ECLI:NL:CRVB:2024:946
Centrale Raad van Beroep
- Hoger beroep
- Rechtspraak.nl
Beëindiging van ZW-uitkering op basis van verdiencapaciteit en medische beoordeling
In deze zaak heeft de Centrale Raad van Beroep op 15 mei 2024 uitspraak gedaan in hoger beroep over de beëindiging van de Ziektewet (ZW)-uitkering van appellante. Appellante, die zich op 6 juli 2019 ziekmeldde, was werkzaam als administratief medewerker/callcentermedewerker. Het Uitvoeringsinstituut werknemersverzekeringen (Uwv) had vastgesteld dat zij met ingang van 18 december 2020 geen recht meer had op ziekengeld, omdat zij in staat werd geacht meer dan 65% van haar maatmaninkomen te verdienen. Dit besluit was gebaseerd op een eerstejaars ZW-beoordeling, waarbij een verzekeringsarts en een arbeidsdeskundige betrokken waren.

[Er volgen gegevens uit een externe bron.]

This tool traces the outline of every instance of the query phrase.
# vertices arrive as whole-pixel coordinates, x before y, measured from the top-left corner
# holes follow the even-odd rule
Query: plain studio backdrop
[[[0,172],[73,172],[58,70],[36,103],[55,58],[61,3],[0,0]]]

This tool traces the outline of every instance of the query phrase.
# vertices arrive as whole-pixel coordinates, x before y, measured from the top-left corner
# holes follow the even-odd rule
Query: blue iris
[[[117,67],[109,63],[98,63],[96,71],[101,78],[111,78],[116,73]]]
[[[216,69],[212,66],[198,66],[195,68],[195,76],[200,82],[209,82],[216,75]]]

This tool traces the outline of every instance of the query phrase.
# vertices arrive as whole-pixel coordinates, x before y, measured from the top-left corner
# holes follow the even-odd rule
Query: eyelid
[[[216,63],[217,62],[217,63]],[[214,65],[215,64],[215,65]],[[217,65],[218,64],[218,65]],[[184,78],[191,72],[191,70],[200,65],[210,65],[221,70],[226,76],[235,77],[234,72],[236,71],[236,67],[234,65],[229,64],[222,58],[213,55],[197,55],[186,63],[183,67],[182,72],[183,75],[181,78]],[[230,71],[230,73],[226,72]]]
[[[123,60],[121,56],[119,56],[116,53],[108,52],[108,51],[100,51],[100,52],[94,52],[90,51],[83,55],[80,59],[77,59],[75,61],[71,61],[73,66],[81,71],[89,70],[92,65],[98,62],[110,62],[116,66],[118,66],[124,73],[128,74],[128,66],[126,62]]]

De rechtbank Noord-Holland had het beroep van appellante tegen het besluit van het Uwv gegrond verklaard, maar de rechtsgevolgen van het bestreden besluit in stand gelaten. Appellante voerde aan dat zij door haar gezondheidsklachten, waaronder een stemmingsstoornis en angststoornis, niet in staat was om te werken. De Centrale Raad van Beroep oordeelde echter dat de verzekeringsarts op inzichtelijke wijze had uiteengezet dat er geen sprake was van ernstig onvermogen en dat de aan de EZWb ten grondslag gelegde functies medisch geschikt waren voor appellante.
In hoger beroep herhaalde appellante haar standpunt, maar de Raad onderschreef de overwegingen van de rechtbank en concludeerde dat het hoger beroep niet slaagde. De Raad bevestigde de aangevallen uitspraak en oordeelde dat het Uwv voldoende had gemotiveerd dat appellante in staat was om te werken, ondanks haar gezondheidsklachten. De uitspraak werd gedaan door E.W. Akkerman, in tegenwoordigheid van M. Sheerzad als griffier.